62.夜食
食堂に着くとすでに父と母は席に座っていた。
「今日は素晴らしい式だったな」
父のカルロスがシェリーに声をかける。
「ええ、とても素敵でした」
シェリーの椅子を召使が引き、シェリーはそこに腰かけた。
「ジル様もメイリーン様も幸せそうでしたね」
母のグレイスが言う。シェリーもそれを聞いて微笑む。
「さあ、今度はシェリーとアシュトン様の結婚式に向けて、色々と準備を始めないといけないな」
カルロスの手元のグラスにワインが注がれた。
「そうですね。まずは正式な婚約の手続きをして、王家にも結婚をすることを報告しなくては」
グレイスはカルロスと視線を交わした後、シェリーを見つめた。
「私は何をすれば良いのかしら?」
シェリーはグレイスとカルロスを交互に見た。
「婚約の手続きが終わったら、結婚式の準備をすればいい。誰を結婚式に呼ぶのか、グレイスと相談して選んだり、ドレスを選んだり、式場を選んだり、式では何をするかを決めたり……やることはいろいろありそうだな」
カルロスはそう言うとワインを飲んだ。
テーブルにチキンスープとパンが運ばれてきた。
シェリーはスープを一口飲み、息をついた。
「メイリーン様が、今日つけていたベールを貸してくださると言っていました」
「そうか。どうするんだ? シェリー?」
カルロスの問いかけにシェリーはあいまいな笑みで答えた。
「どうって……ほかにあてもありませんから、お借りしようと思います」
「そうなの? 嫌なら他のお友達に借りてもいいのではないかしら?」
「ジル様はアシュトン様の古いお友達でもあるし、メイリーン様の申し出を無視することはできませんもの」
シェリーは少し困ったような顔で笑った。
「まあ、その前にアシュトン様と正式に婚約し、婿入りの書類を書いていただかなくてはな」
カルロスもスープを口に運びながら、確認するように声に出した。
「婚約の手続きはいつにしますか?」
グレイスがカルロスに尋ねる。
「王へシェリーが結婚するであろうことを報告し、許しが出てからになるだろう。ひと月あれば、婚約の日取りが決められるのではないかな」
グレイスは頷きながらカルロスの話を聞いている。
「お母様。婚約の時、ドレスは何を着ればよいかしら?」
「そうですね……。私の紺色のドレスを仕立て直しましょうか? 私がお父様の家にご挨拶に行った時のドレスがありますから」
「それは素敵ですわ。色あせていないと良いのですけれど」
「明日、シェリーに似合いそうか見てみましょう」
「はい、お母さま」
一通り明日の予定を立てると、カルロスとグレイスは今日の式のすばらしさをたたえながらワインを口に運んだ。

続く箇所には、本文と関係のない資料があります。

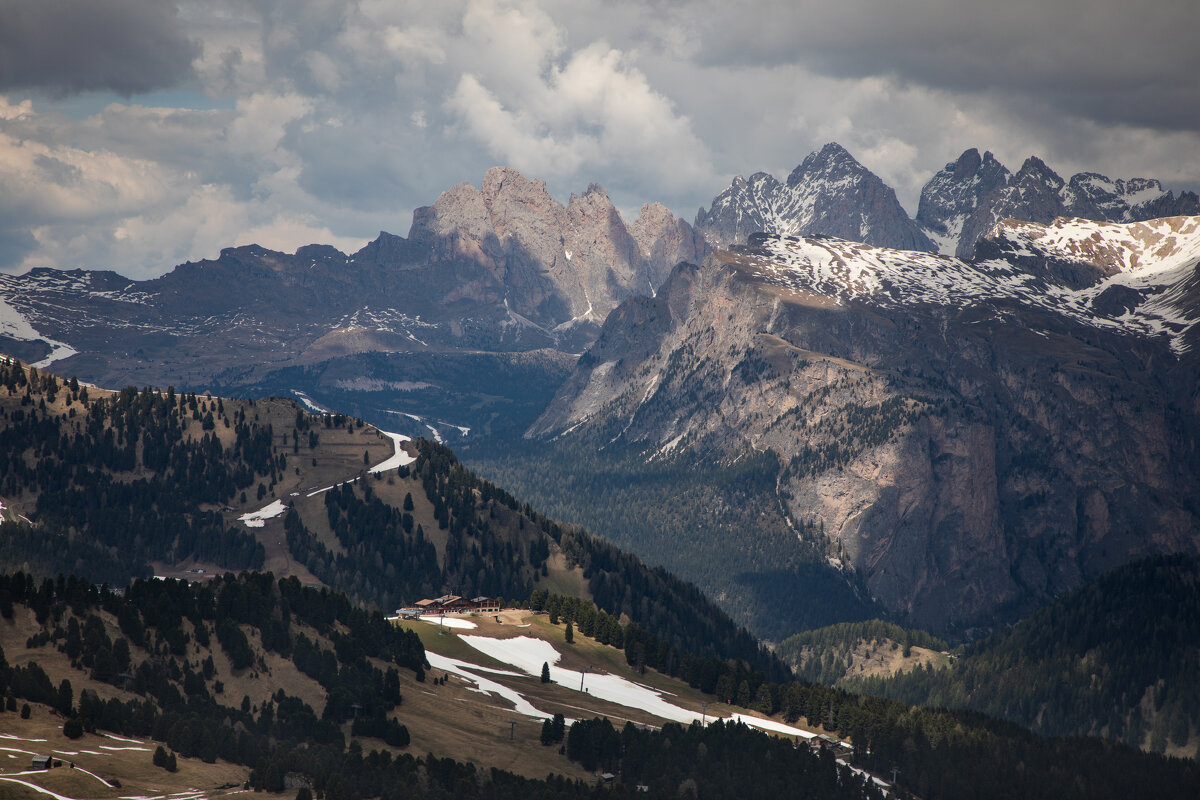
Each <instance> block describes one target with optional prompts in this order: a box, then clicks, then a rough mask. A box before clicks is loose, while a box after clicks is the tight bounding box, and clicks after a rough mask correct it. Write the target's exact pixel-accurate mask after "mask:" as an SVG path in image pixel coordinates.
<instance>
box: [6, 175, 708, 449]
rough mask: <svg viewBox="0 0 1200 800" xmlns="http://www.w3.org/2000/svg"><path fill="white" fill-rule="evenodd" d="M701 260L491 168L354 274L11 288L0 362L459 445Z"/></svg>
mask: <svg viewBox="0 0 1200 800" xmlns="http://www.w3.org/2000/svg"><path fill="white" fill-rule="evenodd" d="M706 252H707V245H706V243H704V242H703V240H702V239H700V237H698V236H696V235H695V234H694V233H692V231H691V228H690V225H688V224H686V223H685V222H683V221H679V219H676V218H674V217H673V216H671V213H670V212H668V211H667V210H666V209H665V207H662V206H661V205H656V204H649V205H646V206H644V207H643V209H642V213H641V216H640V218H638V219H637V221H636V223H635V224H634V225H632V227H626V225H625V223H624V222H623V221H622V218H620V215H619V213H618V212H617V210H616V207H614V206H613V205H612V203H611V201H610V200H608V197H607V194H606V193H605V191H604V190H602V188H601V187H599V186H595V185H593V186H589V187H588V190H587V192H584V193H583V194H582V196H572V197H571V199H570V201H569V203H568V204H566V205H565V206H563V205H562V204H559V203H558V201H556V200H554V199H553V198H551V197H550V194H548V193H547V191H546V186H545V184H544V182H542V181H536V180H528V179H526V178H524V176H522V175H521V174H520V173H517V172H516V170H512V169H506V168H493V169H491V170H488V172H487V174H486V175H485V178H484V182H482V186H481V187H480V188H475V187H474V186H472V185H469V184H461V185H458V186H455V187H452V188H451V190H449V191H446V192H445V193H443V194H442V196H440V197H439V198H438V199H437V201H436V203H433V205H431V206H426V207H422V209H418V210H416V212H415V213H414V218H413V225H412V229H410V231H409V235H408V237H407V239H406V237H402V236H395V235H392V234H386V233H382V234H380V235H379V237H378V239H376V240H374V241H372V242H370V243H368V245H367V246H365V247H364V248H362V249H361V251H359V252H356V253H354V254H349V255H348V254H346V253H341V252H338V251H337V249H335V248H332V247H328V246H320V245H312V246H308V247H301V248H300V249H299V251H296V252H295V253H294V254H287V253H278V252H272V251H268V249H265V248H262V247H258V246H253V245H252V246H246V247H236V248H227V249H224V251H222V252H221V255H220V257H218V258H216V259H212V260H204V261H197V263H188V264H182V265H180V266H178V267H175V269H174V270H172V271H170V272H169V273H167V275H164V276H162V277H160V278H156V279H152V281H142V282H132V281H128V279H126V278H122V277H121V276H119V275H116V273H113V272H90V271H82V270H76V271H71V272H61V271H58V270H34V271H31V272H30V273H28V275H24V276H0V293H2V294H4V296H5V297H6V299H7V300H6V303H7V311H8V312H10V313H8V314H7V317H8V318H10V319H12V321H11V323H10V324H7V325H5V326H4V327H2V329H0V333H4V335H6V336H5V338H2V339H0V349H5V350H8V351H13V353H16V354H17V355H20V356H22V357H25V359H28V360H31V361H36V360H38V359H42V357H44V356H47V355H52V357H55V359H58V361H56V363H55V367H56V368H58V369H60V371H64V372H67V373H74V374H78V375H79V377H80V378H84V379H86V380H90V381H94V383H97V384H101V385H125V384H134V385H158V386H166V385H168V384H174V385H176V386H181V387H182V386H187V387H196V389H214V390H222V391H227V392H233V393H238V395H256V393H292V392H293V391H296V392H300V393H304V395H305V396H308V397H311V398H312V399H314V401H316V402H319V403H325V404H332V403H338V404H340V410H347V411H352V413H358V414H362V415H366V416H371V417H372V421H376V422H379V423H380V425H388V426H390V427H392V428H395V429H400V431H406V429H412V432H419V433H424V434H426V435H428V434H430V426H432V429H433V432H434V434H436V435H445V437H450V435H457V432H458V431H460V429H462V428H479V427H487V426H491V425H492V423H500V422H503V421H505V420H506V419H508V417H510V416H514V415H515V416H516V417H517V421H518V422H521V421H523V423H526V425H527V423H528V421H529V420H530V419H532V415H535V414H536V413H538V411H539V410H540V409H541V408H542V407H544V405H545V402H546V401H547V399H548V397H550V395H551V393H552V392H553V389H554V386H557V381H559V380H560V379H562V378H563V375H564V374H565V372H564V371H565V369H566V368H569V366H570V362H571V360H572V356H571V355H570V354H575V353H580V351H581V350H583V349H584V348H586V347H587V345H588V344H589V343H590V341H592V339H593V338H594V336H595V333H596V331H598V330H599V325H600V323H602V321H604V318H605V317H606V315H607V313H608V312H610V311H611V309H612V308H613V307H614V306H616V305H617V303H618V302H620V301H622V300H624V299H626V297H629V296H632V295H635V294H652V293H653V291H654V288H655V287H656V284H658V283H660V282H661V281H662V278H664V277H665V276H666V275H667V272H668V271H670V269H671V267H672V266H674V264H676V263H678V261H679V260H684V259H689V260H696V259H700V258H703V255H704V254H706ZM72 353H76V355H71V354H72ZM392 411H395V414H392ZM406 414H407V415H409V416H406ZM413 417H421V419H420V420H414V419H413Z"/></svg>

シェリーはスープとパンを食べ終え、食後の紅茶を飲むと両親に言った。
「私はそろそろ寝ます。お父様、お母様、お先に失礼いたします」
「ああ」
「お休みなさい、シェリー」
シェリーは部屋に戻りベッドに入ると、目を閉じて考えた。
「お母さまのドレス、私に似合うかしら?」
じきに眠気が襲ってきた。
「……アシュトン様と、私の結婚式……どうなるのかしら……」
シェリーは抗うことなくまどろみに身を任せた。